$300mil is conservative and I do appreciate your modest valuations.
The way I see it, the market isn't solely driven by actual value. Look at APT as an example, they run a deficit but are somehow trading at $120+ a pop (>$34B MC). Then there's MYQ...
- $5M cash in bank with a conservative $235K monthly burn (current COVID rate, otherwise $335K),
- Conservative $20mil profits in 2021 from existing contracts (as per yours and @MrBenny's suggestions),
- An upcoming NASDAQ listing (which will see ASX:MYQ re-rate and attract more attention), and
- Prospective contracts to be signed / released in 2021 and beyond.

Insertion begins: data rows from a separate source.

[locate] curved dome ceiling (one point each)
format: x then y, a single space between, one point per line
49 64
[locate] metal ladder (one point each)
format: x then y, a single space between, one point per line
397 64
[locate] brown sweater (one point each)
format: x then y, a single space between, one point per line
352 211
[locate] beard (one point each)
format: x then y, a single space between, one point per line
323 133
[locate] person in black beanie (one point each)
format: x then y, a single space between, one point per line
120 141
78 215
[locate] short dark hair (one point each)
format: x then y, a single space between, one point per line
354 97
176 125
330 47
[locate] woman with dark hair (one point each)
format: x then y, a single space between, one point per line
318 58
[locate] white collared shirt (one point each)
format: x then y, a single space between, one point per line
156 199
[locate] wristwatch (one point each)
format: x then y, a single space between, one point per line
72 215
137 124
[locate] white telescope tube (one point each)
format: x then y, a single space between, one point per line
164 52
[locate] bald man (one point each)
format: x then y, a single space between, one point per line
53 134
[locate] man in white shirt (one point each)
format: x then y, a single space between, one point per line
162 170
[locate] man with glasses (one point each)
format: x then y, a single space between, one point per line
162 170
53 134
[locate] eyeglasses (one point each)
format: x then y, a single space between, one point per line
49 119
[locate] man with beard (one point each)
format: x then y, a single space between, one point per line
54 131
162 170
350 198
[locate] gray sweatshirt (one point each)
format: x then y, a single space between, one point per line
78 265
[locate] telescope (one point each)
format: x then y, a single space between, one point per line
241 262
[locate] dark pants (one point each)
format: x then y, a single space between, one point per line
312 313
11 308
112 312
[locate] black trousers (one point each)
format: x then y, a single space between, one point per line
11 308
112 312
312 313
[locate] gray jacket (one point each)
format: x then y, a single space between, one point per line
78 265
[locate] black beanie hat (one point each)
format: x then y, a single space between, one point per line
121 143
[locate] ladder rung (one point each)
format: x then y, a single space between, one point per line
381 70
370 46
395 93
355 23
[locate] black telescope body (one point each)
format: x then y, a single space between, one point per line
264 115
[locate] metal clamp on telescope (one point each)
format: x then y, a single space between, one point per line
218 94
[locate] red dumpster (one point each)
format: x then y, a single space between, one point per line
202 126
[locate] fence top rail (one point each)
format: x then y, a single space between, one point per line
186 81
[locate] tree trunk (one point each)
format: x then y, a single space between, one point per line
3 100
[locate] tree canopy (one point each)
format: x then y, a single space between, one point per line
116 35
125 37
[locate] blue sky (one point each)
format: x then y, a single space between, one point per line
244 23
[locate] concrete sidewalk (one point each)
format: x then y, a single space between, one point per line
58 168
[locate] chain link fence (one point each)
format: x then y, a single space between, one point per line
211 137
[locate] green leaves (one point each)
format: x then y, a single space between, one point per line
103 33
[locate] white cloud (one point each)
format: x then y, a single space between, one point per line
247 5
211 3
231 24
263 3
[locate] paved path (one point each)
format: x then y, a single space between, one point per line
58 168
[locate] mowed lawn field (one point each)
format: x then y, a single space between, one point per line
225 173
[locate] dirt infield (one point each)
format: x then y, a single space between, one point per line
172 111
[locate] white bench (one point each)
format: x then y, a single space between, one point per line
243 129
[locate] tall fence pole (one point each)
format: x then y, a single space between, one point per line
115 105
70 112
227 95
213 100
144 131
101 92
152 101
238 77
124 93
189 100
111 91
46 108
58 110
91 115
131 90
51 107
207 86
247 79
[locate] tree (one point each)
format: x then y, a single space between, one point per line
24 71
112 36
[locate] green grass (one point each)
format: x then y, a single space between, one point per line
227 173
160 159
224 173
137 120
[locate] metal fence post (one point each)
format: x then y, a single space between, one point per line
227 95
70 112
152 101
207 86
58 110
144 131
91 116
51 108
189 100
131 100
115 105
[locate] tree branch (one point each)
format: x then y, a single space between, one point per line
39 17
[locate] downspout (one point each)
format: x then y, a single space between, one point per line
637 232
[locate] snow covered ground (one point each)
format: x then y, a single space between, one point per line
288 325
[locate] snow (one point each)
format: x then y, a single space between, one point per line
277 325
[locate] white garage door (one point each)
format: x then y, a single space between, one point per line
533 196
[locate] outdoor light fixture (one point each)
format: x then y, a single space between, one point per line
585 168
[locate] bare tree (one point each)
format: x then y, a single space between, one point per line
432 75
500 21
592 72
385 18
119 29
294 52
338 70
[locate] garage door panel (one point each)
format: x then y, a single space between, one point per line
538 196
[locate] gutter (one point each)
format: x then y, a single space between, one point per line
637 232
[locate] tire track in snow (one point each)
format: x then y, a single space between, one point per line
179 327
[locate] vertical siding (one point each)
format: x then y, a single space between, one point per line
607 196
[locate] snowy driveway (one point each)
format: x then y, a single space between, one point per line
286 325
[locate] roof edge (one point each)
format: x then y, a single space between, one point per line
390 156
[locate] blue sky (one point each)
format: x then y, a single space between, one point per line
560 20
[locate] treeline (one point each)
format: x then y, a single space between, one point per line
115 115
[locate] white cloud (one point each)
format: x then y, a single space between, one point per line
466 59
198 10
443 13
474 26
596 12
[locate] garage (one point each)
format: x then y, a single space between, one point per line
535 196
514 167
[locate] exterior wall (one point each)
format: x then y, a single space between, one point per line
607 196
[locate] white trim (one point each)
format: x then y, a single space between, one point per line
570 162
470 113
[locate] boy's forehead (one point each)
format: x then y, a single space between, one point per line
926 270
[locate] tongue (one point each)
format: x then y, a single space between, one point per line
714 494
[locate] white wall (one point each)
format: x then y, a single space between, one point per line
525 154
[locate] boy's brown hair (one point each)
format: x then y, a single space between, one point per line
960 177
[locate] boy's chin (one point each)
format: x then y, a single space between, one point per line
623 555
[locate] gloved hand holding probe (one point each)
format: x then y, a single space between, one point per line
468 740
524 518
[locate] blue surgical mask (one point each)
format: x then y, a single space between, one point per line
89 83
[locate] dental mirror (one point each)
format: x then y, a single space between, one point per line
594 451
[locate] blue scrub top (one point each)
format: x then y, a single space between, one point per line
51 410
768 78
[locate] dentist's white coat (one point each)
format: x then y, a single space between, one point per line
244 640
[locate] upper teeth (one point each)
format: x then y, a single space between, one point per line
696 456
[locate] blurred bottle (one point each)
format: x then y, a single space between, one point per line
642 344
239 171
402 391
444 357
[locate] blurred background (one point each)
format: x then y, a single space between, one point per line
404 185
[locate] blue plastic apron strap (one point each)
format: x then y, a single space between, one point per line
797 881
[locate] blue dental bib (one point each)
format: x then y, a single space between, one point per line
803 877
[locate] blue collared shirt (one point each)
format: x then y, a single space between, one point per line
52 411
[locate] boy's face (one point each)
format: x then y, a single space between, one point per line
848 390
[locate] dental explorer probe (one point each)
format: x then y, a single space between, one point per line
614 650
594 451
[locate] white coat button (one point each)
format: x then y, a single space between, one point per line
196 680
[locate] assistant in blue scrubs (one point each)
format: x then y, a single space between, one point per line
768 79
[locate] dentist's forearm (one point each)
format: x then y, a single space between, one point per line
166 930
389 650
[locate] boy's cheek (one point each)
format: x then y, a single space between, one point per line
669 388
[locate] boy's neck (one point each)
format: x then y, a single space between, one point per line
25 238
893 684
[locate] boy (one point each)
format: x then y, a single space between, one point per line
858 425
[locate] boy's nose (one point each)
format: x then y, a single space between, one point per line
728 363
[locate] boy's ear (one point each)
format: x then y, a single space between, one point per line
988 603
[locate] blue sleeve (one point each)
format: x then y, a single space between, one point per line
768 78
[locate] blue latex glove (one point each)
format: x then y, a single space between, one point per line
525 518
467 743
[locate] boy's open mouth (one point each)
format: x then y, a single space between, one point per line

That and MYQ continues to expand on technologies, rights to IP, and overall offering. This is backed by our most recent partnership with Triage Technologies, expanding on our "scan yourself" technology and introducing telehealth workflows (i.e. booking management, pre-appointment scans, appointment video conference, etc.).
Whilst $300mil nearly doubles our current share price, I see this happening a LOT sooner than 2021 years' end. If the likes of APT run a $34B ship at a deficit, I see no reason why MYQ can't be running a $1B ship (~$8 assuming no more dilution) with a modest profit.
I firmly believe MYQ will be $5 by EOFY should management play their cards right.